# Wow...Jim and Sir Evil are back...



## Battleborne (Jan 17, 2009)

in the saddle...I haven't been here for many-many moons...it is looking good!


----------



## Dante (Jan 17, 2009)

hi.



now STFU or post something of interest.


----------



## roomy (Jan 17, 2009)

Yeah it is ok, we like to keep a healthy balance between nasty and nice.


----------



## Battleborne (Jan 17, 2009)

DevNell said:


> hi.
> 
> 
> 
> now STFU or post something of interest.



Well,I would but must make 15 cheapo post before posting url's...


----------



## Battleborne (Jan 17, 2009)

roomy said:


> Yeah it is ok, we like to keep a healthy balance between nasty and nice.



King Tut?...only 11 more cheapo posts to go...


----------



## Battleborne (Jan 17, 2009)

Where is 'Hot Lips?...only 10 to go!


----------



## PoliticalChic (Jan 17, 2009)

roomy said:


> Yeah it is ok, we like to keep a healthy balance between nasty and nice.



Some of us try harder than others.


----------



## roomy (Jan 17, 2009)

Battleborne said:


> King Tut?...only 11 more cheapo posts to go...

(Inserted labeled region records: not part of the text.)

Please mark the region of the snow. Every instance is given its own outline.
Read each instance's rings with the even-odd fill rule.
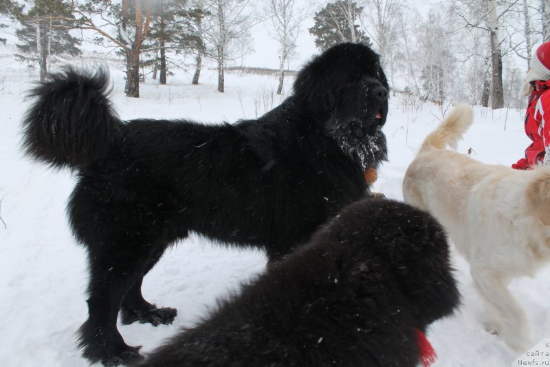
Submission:
[[[1,51],[0,217],[6,227],[0,222],[0,361],[10,366],[88,366],[74,342],[74,333],[86,319],[87,310],[85,254],[75,244],[65,213],[74,179],[68,171],[48,169],[22,156],[20,122],[30,103],[23,97],[37,72],[27,71],[15,63],[8,51]],[[124,96],[120,61],[106,61],[113,76],[114,106],[124,119],[185,117],[231,122],[254,118],[280,102],[274,92],[276,76],[228,72],[226,92],[219,94],[215,71],[206,67],[198,86],[190,85],[190,74],[180,72],[168,86],[148,80],[141,87],[141,98],[128,98]],[[287,90],[291,81],[287,80]],[[450,108],[418,103],[413,108],[407,105],[406,98],[391,98],[384,127],[389,162],[378,172],[375,191],[402,200],[402,180],[408,165],[426,135]],[[476,159],[507,165],[522,156],[529,143],[523,133],[522,111],[474,107],[474,114],[475,123],[460,142],[459,151],[472,148]],[[439,356],[434,366],[510,366],[518,356],[498,337],[487,333],[479,322],[482,305],[468,264],[456,255],[453,261],[463,305],[453,317],[434,323],[427,333]],[[128,344],[142,345],[144,352],[150,351],[180,326],[193,324],[215,306],[217,298],[236,289],[239,282],[263,271],[265,266],[259,251],[239,251],[193,236],[168,250],[144,282],[146,299],[178,309],[174,324],[133,324],[119,329]],[[550,336],[549,279],[550,267],[534,279],[517,280],[511,285],[531,319],[535,342]]]

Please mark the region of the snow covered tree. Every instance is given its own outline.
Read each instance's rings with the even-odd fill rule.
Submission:
[[[195,42],[191,48],[195,54],[195,72],[191,84],[196,85],[199,84],[199,78],[201,76],[201,68],[202,67],[202,57],[205,52],[204,44],[204,27],[203,23],[204,19],[208,15],[206,10],[206,0],[190,0],[189,17],[194,24]]]
[[[498,37],[498,17],[496,0],[487,0],[487,19],[491,43],[491,103],[493,109],[504,107],[503,56]]]
[[[540,14],[542,23],[542,41],[550,41],[550,0],[540,0]]]
[[[350,0],[338,0],[329,3],[315,13],[315,24],[309,33],[315,37],[317,48],[324,51],[331,45],[349,41],[371,45],[365,32],[356,24],[363,8]]]
[[[65,19],[72,17],[71,5],[63,0],[36,0],[28,12],[18,17],[22,28],[15,31],[20,41],[16,45],[23,54],[16,57],[38,62],[41,81],[47,74],[49,56],[80,54],[80,40],[65,30]]]
[[[365,1],[365,8],[369,11],[363,14],[373,29],[370,38],[380,54],[383,65],[386,65],[392,51],[391,46],[397,40],[399,30],[396,23],[400,19],[404,2],[404,0]]]
[[[272,35],[279,43],[279,85],[277,94],[283,93],[285,63],[296,48],[300,23],[306,12],[298,9],[296,0],[265,0],[267,14],[271,19]]]
[[[152,54],[153,57],[142,57],[141,63],[153,65],[153,78],[156,78],[156,72],[160,72],[161,85],[166,84],[168,54],[195,48],[197,34],[194,27],[195,12],[181,0],[158,0],[153,3],[148,41],[143,44],[142,50],[144,56]]]
[[[210,46],[206,53],[218,64],[218,92],[225,90],[226,61],[232,59],[232,46],[250,36],[254,19],[250,0],[205,0],[209,16],[203,22],[204,39]]]

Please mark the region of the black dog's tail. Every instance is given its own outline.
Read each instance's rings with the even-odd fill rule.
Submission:
[[[109,75],[72,68],[32,90],[36,101],[23,120],[27,155],[60,168],[81,168],[104,158],[120,139],[120,120],[107,98]]]

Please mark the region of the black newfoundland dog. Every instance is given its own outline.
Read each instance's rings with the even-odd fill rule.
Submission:
[[[280,105],[234,124],[121,121],[108,86],[104,70],[51,75],[30,94],[23,142],[28,156],[77,174],[67,210],[89,262],[80,346],[106,366],[140,357],[117,330],[119,311],[124,324],[175,317],[141,293],[170,244],[195,231],[277,260],[365,196],[364,173],[386,159],[388,82],[362,45],[314,58]]]
[[[139,366],[426,366],[424,333],[459,303],[437,222],[366,199]]]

I have made over 2500 cheapo posts and counting


----------



## PoliticalChic (Jan 17, 2009)

DevNell said:


> hi.
> 
> 
> 
> now STFU or post something of interest.



Now honestly, couldn't you be a wee bit nicer.


----------



## Battleborne (Jan 17, 2009)

PoliticalChic said:


> Some of us try harder than others.



There she is only 9 to go!


----------



## Dante (Jan 17, 2009)

roomy said:


> Yeah it is ok, we like to keep a healthy balance between nasty and nice.






what time is it over there? what is the time diff?


----------



## PoliticalChic (Jan 17, 2009)

Battleborne said:


> There she is only 9 to go!



It didn't take long for you to find me.


----------



## Battleborne (Jan 17, 2009)

PoliticalChic said:


> Now honestly, couldn't you be a wee bit nicer.




Thats ok...if it's Sir Evil...he was being nice...8 to go!


----------



## Dante (Jan 17, 2009)

.







.


battleborne said:


> well,i Would But Must Make 15 Cheapo Post Before Posting Url's...


----------



## Battleborne (Jan 17, 2009)

PoliticalChic said:


> It didn't take long for you to find me.




It's a LE thingee...and ya did pm me about it... 7 and counting!


----------



## roomy (Jan 17, 2009)

DevNell said:


> what time is it over there? what is the time diff?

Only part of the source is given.